Ex-U.S. Official Who Ran Federal Worker Parties Gets Prison Term


Jeffrey Neely, the senior federal executive whose appearance in a video drinking wine in a hot tub at a Las Vegas hotel became the public face of a conference where hundreds of federal employees partied at taxpayer expense, was sentenced yesterday to three months in prison, the Washington Post reports. The former regional commissioner for the General Service Administration's Pacific Rim real estate portfolio also will serve three months' home detention and pay $10,000 in restitution and fines. He pleaded guilty to fraud against the government, admitting that he had billed GSA for a night's stay at a Las Vegas casino even though he was not on business for the agency's Public Buildings Service.
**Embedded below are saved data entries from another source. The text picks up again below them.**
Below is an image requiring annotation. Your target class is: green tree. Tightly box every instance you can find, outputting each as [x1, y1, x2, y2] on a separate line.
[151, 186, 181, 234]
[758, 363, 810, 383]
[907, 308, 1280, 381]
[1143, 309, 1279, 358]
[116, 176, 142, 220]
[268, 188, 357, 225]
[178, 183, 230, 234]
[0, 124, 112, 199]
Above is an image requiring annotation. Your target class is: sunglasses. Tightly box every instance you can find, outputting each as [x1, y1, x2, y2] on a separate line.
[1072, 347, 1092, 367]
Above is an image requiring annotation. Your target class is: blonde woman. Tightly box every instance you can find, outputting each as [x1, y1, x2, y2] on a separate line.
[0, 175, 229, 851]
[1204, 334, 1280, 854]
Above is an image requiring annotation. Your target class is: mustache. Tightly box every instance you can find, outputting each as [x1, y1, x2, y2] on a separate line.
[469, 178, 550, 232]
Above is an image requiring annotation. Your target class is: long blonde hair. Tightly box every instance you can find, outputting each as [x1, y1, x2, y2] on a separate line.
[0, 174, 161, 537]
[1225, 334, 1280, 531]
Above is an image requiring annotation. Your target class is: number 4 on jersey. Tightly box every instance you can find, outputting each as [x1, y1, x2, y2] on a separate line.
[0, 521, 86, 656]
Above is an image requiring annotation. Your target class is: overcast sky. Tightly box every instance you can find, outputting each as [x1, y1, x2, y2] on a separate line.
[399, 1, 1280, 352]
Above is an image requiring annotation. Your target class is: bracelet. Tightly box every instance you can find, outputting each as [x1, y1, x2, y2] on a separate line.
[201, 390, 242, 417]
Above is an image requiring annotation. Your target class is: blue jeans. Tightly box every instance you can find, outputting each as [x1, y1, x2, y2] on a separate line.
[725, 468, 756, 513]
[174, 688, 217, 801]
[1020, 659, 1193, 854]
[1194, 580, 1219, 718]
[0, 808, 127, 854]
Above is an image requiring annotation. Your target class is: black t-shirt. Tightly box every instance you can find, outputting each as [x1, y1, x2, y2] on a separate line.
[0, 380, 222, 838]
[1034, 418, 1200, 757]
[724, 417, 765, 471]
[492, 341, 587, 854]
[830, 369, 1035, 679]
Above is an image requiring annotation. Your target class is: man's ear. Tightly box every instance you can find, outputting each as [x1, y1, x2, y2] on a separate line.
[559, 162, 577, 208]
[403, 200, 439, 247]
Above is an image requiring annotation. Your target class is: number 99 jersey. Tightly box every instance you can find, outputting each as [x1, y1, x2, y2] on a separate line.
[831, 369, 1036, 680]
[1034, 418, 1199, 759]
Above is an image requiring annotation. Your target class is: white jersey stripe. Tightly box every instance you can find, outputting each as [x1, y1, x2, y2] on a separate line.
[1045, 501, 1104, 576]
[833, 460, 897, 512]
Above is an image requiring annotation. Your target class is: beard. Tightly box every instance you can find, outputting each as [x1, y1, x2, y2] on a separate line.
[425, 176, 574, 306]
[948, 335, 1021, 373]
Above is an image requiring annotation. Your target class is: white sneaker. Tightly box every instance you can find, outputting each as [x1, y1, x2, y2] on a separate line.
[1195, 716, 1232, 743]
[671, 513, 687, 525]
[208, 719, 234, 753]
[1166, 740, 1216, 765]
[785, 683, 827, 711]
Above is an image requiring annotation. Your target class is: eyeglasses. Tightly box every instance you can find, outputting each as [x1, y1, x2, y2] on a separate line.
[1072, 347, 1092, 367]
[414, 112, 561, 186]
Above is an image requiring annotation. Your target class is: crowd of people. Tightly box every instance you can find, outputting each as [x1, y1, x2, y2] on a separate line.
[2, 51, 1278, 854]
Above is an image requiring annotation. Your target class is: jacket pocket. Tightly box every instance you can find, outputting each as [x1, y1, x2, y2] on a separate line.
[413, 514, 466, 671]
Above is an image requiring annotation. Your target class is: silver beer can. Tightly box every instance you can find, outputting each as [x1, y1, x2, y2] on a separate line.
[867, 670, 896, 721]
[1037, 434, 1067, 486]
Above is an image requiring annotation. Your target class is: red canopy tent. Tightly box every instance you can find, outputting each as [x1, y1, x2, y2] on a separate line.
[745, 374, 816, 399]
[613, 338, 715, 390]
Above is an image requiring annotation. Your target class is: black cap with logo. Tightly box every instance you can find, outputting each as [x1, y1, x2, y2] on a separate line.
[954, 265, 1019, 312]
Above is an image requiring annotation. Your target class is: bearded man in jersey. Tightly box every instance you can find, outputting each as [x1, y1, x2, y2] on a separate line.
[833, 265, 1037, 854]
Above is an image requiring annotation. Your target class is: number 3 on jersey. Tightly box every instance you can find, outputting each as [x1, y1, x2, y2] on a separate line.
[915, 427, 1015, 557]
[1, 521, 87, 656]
Neely's sentencing in Nevada caps a scandal that changed the way the government does business. It cost the GSA administrator and her top deputies their jobs, led to multiple congressional hearings and shined a light on extravagant conferences held by the Department of Veterans Affairs and the Internal Revenue Service. GSA became the butt of late-night TV jokes. “It's unusual for someone with no criminal history to get federal confinement even for three months for this kind of crime,” said Brian Miller, the former GSA inspector general who cracked open the story of his agency's extravagances, which featured a mind-reader and after-hours parties in loft suites.